LowRouter

OpenAI SDK (TypeScript)

Install

Bash
npm install openai

A non-streaming completion

TypeScript
import OpenAI from "openai";

const client = new OpenAI({
  baseURL: "https://lowrouter.ai/api/v1",
  apiKey: process.env.LOWROUTER_API_KEY,
});

const response = await client.chat.completions.create({
  model: "lowrouter/auto",
  messages: [
    { role: "user", content: "In one sentence, what is a vector database?" },
  ],
});

console.log(response.choices[0].message.content);

A streaming completion

TypeScript
const stream = await client.chat.completions.create({
  model: "lowrouter/auto",
  stream: true,
  messages: [{ role: "user", content: "Count to 5 slowly" }],
});

for await (const chunk of stream) {
  const delta = chunk.choices[0]?.delta?.content;
  if (delta) process.stdout.write(delta);
}

Reading the eco metadata

The TypeScript types do not include LowRouter’s extra fields.

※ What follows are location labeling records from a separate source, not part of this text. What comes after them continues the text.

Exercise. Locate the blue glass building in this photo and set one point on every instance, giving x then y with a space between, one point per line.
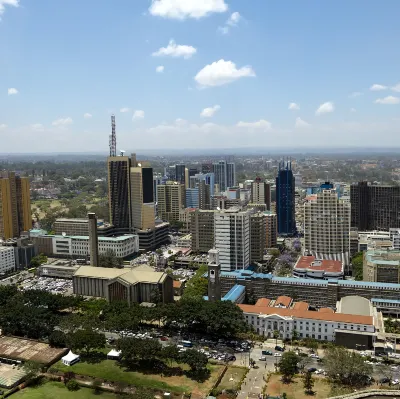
285 200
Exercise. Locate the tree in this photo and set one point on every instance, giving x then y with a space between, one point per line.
308 383
288 365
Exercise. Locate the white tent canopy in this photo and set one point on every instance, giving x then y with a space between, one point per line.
70 358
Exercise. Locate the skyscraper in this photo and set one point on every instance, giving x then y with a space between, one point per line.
15 205
285 199
374 207
327 227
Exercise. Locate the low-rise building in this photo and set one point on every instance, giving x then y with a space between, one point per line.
310 267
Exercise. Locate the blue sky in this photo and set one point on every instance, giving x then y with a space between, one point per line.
231 68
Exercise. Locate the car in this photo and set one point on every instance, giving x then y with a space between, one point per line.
266 353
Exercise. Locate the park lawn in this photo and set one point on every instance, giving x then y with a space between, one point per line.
295 389
111 371
57 390
237 373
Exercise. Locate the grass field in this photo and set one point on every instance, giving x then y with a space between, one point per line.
111 371
295 390
57 390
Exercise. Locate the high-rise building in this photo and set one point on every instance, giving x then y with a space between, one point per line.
119 191
180 173
171 199
327 227
285 200
374 207
15 205
202 230
261 193
232 238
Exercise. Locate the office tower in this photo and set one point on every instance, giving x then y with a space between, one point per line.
171 199
327 227
93 240
202 230
15 205
374 207
214 274
142 195
285 200
258 236
272 229
180 173
232 238
261 193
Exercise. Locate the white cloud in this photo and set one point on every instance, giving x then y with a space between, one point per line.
261 124
396 87
4 3
388 100
11 91
138 114
222 72
294 107
209 112
175 50
63 122
234 19
355 94
325 108
300 123
377 87
182 9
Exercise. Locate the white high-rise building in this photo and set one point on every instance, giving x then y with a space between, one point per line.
232 238
327 227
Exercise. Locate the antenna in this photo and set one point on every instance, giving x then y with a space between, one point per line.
113 138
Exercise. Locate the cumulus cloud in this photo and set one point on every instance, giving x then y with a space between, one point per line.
209 112
389 100
325 108
261 124
182 9
300 123
12 90
138 114
175 50
377 87
4 3
294 107
222 72
62 122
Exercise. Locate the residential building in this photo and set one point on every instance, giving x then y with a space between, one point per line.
381 266
15 205
7 260
258 236
202 230
285 200
261 193
310 267
232 238
133 285
327 227
374 207
171 199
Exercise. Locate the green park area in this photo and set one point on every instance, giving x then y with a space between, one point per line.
57 390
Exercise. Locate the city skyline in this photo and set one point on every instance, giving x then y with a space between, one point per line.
221 74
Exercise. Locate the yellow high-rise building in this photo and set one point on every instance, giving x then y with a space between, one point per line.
15 205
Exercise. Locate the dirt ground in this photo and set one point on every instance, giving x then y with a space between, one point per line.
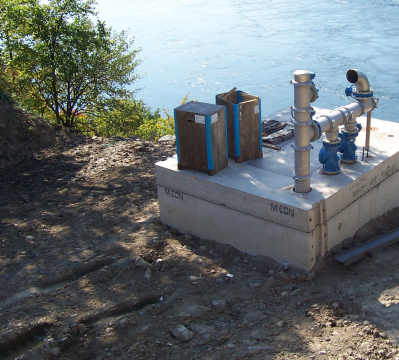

Cast or narrow when you read them:

TypeScript
type LowRouterMeta = {
  generation_id: string;
  provider: string;
  region: string;
  eco?: {
    energy_wh: number;
    carbon_g: number;
    carbon_per_1k_tokens_g: number;
    accuracy: "accurate" | "medium" | "gross";
  };
};

const r = await client.chat.completions.create({ /* ... */ });
const meta = (r as unknown as { lowrouter?: LowRouterMeta }).lowrouter;
if (meta?.eco) {
  console.log(
    `${meta.eco.carbon_per_1k_tokens_g.toFixed(3)} gCO2e/1k (${meta.eco.accuracy})`,
  );
}

Pinning a region

The SDK forwards unknown fields:

TypeScript
const response = await client.chat.completions.create({
  model: "openai/gpt-4o-mini",
  messages: [{ role: "user", content: "hi" }],
  // @ts-expect-error: extra fields not in the OpenAI schema
  route: { region: "eu-west" },
});

Or, if you prefer not to silence the type error, send the field as a header:

TypeScript
const client = new OpenAI({
  baseURL: "https://lowrouter.ai/api/v1",
  apiKey: process.env.LOWROUTER_API_KEY,
  defaultHeaders: { "X-LowRouter-Region": "eu-west" },
});

Browser usage

The OpenAI SDK warns against running with an API key in the browser because the key is then exposed to every page visitor. The same applies to LowRouter: keep your LOWROUTER_API_KEY server-side and proxy requests from a backend you control. If you need a signed, short-lived token for a browser client, server-side endpoint that mints one is the right shape.